Hello World

Chapter 1: How to create a Hello World service for Resgate

Note

This guide describes the RES Protocol using raw JSON calls to NATS with NodeJS examples.

For language specific service libraries, such as for .NET (dotnetcore) and Go (golang), visit those projects.

A Hello World service written for Resgate, using NodeJS, could look like this:

const nats = require('nats').connect('nats://localhost:4222');

nats.subscribe('get.example.model', (req, reply) => {
	nats.publish(reply, JSON.stringify({ result: { model: { message: "Hello, World!" }}}));
});

nats.subscribe('access.example.model', (req, reply) => {
	nats.publish(reply, JSON.stringify({ result: { get: true }}));
});

It serves a single resource, example.model, that contains the data:

{ "message": "Hello, World!" }

The resource can be retrieved through Resgate (running on default settings) with a HTTP GET request:

http://localhost:8080/api/example/model

Or with ResClient over WebSocket:

client.get('example.model').then(model => {
	console.log(model.message);
});

Tip

To run the Hello World service:

npm install nats
node hello-world.js

How to use the guide

Each chapter will describe different aspects of writing services that uses Resgate, with footnote links to the protocol specification. Each guide will come with partial examples written in Javascript, for NodeJS, without using any library made specifically for Resgate and RES services.

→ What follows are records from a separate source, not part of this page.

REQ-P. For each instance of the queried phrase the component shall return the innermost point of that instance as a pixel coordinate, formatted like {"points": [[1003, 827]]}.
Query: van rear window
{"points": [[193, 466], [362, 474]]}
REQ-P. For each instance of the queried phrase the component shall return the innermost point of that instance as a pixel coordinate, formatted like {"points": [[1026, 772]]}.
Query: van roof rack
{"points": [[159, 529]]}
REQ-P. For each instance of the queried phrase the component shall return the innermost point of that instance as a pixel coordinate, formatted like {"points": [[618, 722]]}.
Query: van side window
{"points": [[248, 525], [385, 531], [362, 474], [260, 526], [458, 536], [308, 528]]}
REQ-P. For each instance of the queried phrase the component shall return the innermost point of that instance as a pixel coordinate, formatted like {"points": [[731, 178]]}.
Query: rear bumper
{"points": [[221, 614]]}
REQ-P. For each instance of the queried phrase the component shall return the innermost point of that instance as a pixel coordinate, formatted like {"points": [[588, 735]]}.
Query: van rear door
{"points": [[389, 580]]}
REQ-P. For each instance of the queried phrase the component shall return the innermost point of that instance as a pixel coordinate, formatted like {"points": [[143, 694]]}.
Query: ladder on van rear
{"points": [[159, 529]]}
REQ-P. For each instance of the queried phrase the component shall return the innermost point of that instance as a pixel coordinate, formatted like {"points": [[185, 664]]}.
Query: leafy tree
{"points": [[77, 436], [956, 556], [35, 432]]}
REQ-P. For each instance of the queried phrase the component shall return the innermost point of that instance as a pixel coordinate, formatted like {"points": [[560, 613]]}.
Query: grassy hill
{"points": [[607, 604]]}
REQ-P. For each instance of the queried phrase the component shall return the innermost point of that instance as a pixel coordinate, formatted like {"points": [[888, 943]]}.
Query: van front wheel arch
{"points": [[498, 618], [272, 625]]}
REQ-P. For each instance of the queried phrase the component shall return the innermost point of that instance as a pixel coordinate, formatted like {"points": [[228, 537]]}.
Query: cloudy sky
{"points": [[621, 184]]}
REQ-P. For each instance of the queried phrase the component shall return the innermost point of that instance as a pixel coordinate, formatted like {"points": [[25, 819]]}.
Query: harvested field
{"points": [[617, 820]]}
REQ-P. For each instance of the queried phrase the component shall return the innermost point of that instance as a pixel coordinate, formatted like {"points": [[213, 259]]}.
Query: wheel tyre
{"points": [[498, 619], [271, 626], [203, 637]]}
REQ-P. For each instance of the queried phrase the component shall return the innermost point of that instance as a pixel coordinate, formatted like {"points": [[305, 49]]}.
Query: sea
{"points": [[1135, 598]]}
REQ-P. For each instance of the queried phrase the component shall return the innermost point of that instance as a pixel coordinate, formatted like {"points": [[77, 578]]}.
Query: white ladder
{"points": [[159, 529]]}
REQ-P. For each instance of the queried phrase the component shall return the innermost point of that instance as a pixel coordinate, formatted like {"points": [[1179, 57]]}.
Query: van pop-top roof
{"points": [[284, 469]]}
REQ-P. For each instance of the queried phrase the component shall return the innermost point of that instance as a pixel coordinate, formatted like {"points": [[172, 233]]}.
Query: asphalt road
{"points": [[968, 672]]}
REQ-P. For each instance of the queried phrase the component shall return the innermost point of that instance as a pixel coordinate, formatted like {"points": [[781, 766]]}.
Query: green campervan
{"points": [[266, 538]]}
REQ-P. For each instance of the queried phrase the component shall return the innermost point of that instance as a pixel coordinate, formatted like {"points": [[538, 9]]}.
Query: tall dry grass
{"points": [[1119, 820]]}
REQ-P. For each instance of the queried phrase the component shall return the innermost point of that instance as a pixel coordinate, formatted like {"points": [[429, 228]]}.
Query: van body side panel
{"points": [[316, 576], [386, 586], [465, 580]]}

But of course, services can be written in any of the languages supported by NATS Server.

If you would rather just create a service without learning how the protocol works, you can look at the list of service libraries.

Note

The Javascript examples are written with newer Javascript syntax (ES6). If you are unfamiliar with keywords such as const or let, these three points will help you out. For browser client examples, it will also be useful to learn about promises first.